Contrary to Allen Iverson’s feelings about practice, I’m actually really into practice lately, thanks to the message that practice is exactly that—a time to practice—a point recently reinforced to me while listening to coaches and swimmers speak during the recent Global Swim Summit.
As with many masters swimmer, I suspect, carving out time to swim can be tough. So when hitting the pool, most of us are uber-focused on training the “classics” required for racing well or maintaining health and fitness—sets that build condition, strength, speed, and endurance.
But as the saying goes, “nothing changes if nothing changes.” So, if I want to improve and swim faster, continuing to hammer out meters the same way every day isn’t going to get me all the way there.
Maybe it’s because as a mostly self-trained masters, I have to find my own sources of new information to spark change, and thus I was in my own swimmer bubble.
Yes, it might have taken a week-long, daily multi-lecture swim conference to enlighten me, but at least I got the message. I now realize that using some practice time on a regular basis to try new things, in conjunction with using the clock to test which techniques I should keep and which I should discard, is a vital training element.
To illustrate, two examples. It’s no secret that I’m an Oreo IMer (soft middle). As such, I’m always trying to improve my backstroke and breaststroke. So, I put my new-found “practice” knowledge to work by doing two test sets recently:
6×100 backstroke with a variety of dolphin kicks off each wall per 100 (0-6)
6×50 breaststroke (one “as is,” one with me focusing on snapping the kick, one with me focusing on driving my arms forward, twice through.)
The results? In the backstroke case, two-three dolphin kicks off each wall is my sweet spot. Not only did I immediately (and continue to hold) a 2-3 second drop off my former pace (my number was “zero”), I learned that 4-6 kicks wipe me out; I slow down.
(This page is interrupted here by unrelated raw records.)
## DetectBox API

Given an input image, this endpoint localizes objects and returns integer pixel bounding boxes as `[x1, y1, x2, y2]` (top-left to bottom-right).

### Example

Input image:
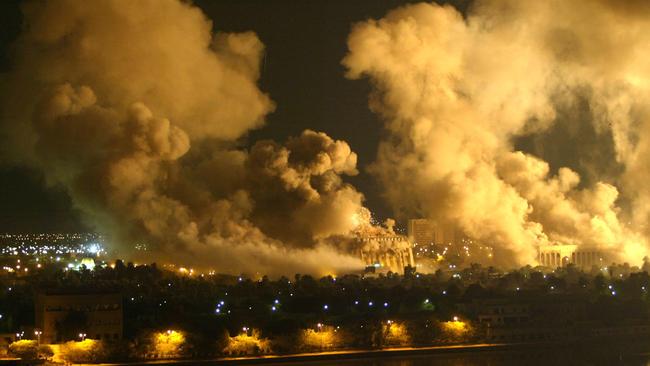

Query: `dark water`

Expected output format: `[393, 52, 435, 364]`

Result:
[260, 341, 650, 366]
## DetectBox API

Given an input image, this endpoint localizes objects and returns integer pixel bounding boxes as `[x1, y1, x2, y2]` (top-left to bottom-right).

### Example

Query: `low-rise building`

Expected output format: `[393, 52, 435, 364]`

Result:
[35, 292, 123, 343]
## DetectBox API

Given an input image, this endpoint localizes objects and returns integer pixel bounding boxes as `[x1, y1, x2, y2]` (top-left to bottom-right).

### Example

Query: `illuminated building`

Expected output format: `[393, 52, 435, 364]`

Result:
[357, 234, 415, 273]
[35, 292, 123, 343]
[538, 244, 603, 269]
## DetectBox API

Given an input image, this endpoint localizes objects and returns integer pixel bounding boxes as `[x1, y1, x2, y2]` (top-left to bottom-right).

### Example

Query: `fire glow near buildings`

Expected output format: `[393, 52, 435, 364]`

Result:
[357, 235, 415, 273]
[5, 0, 650, 364]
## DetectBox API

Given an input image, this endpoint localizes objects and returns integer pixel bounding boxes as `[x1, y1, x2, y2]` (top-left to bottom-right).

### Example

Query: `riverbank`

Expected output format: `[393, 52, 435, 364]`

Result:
[87, 343, 523, 366]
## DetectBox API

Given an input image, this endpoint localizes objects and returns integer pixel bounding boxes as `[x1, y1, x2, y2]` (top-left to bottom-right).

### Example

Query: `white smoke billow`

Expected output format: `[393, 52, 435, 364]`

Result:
[5, 0, 650, 274]
[1, 0, 363, 274]
[343, 0, 650, 266]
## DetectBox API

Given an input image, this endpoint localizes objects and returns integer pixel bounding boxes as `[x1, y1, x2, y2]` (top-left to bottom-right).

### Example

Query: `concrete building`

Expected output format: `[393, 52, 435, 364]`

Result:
[35, 292, 123, 343]
[538, 244, 604, 269]
[357, 235, 415, 273]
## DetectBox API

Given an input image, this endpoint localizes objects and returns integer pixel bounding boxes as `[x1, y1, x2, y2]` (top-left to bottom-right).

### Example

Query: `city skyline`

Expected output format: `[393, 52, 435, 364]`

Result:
[0, 0, 650, 273]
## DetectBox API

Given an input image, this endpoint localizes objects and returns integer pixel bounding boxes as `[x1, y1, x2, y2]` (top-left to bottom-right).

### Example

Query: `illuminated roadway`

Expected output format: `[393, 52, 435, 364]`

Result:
[87, 343, 515, 366]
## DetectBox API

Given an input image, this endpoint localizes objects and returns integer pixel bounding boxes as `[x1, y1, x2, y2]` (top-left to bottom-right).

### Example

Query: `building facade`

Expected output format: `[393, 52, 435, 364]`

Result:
[538, 244, 604, 269]
[358, 235, 415, 273]
[35, 293, 123, 343]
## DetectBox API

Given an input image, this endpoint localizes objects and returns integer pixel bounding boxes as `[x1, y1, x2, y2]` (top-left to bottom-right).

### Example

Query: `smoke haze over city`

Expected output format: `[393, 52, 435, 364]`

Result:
[0, 0, 650, 275]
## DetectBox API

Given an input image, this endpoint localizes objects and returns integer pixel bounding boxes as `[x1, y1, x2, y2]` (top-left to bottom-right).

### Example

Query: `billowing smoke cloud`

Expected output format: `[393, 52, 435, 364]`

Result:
[1, 0, 363, 274]
[343, 0, 650, 264]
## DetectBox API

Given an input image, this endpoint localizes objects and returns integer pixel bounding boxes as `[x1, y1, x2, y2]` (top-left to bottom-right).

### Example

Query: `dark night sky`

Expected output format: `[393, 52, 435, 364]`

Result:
[0, 0, 467, 232]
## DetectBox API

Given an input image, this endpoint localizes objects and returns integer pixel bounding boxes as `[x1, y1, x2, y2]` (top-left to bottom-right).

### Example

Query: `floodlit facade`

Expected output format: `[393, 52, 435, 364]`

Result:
[357, 235, 415, 273]
[35, 293, 123, 343]
[538, 244, 603, 269]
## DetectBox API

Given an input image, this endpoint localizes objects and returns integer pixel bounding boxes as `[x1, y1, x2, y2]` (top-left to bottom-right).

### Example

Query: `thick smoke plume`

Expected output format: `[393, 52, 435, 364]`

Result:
[1, 0, 363, 274]
[343, 0, 650, 265]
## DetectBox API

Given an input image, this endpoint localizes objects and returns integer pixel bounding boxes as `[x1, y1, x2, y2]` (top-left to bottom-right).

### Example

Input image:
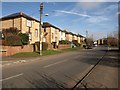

Of course, building my conditioning to go from zero to three dolphin kicks off of every wall is going to take some time, but am determined to make it automatic by Long Course Nationals this summer.
My breaststroke test was equally productive, especially as the results were the opposite of what I assumed for myself in advance. It turns out that currently I swim the quickest when thinking about driving my arms forward, not by working the kick. Certainly, there’s way more room for improvement per my weakest stroke, and am sure turning to kick improvement will also help greatly. But for now, I need to make the arm-drive automatic…
It’s only taken me oh, about 40+ years of swimming, but I’m now a fan of “practicing in practice.” Not only are the results enlightening, it’s fun to do, and this approach provides me with a solid approach to technique tweaking to suit me best, which is key if I want to continue to swim as I age.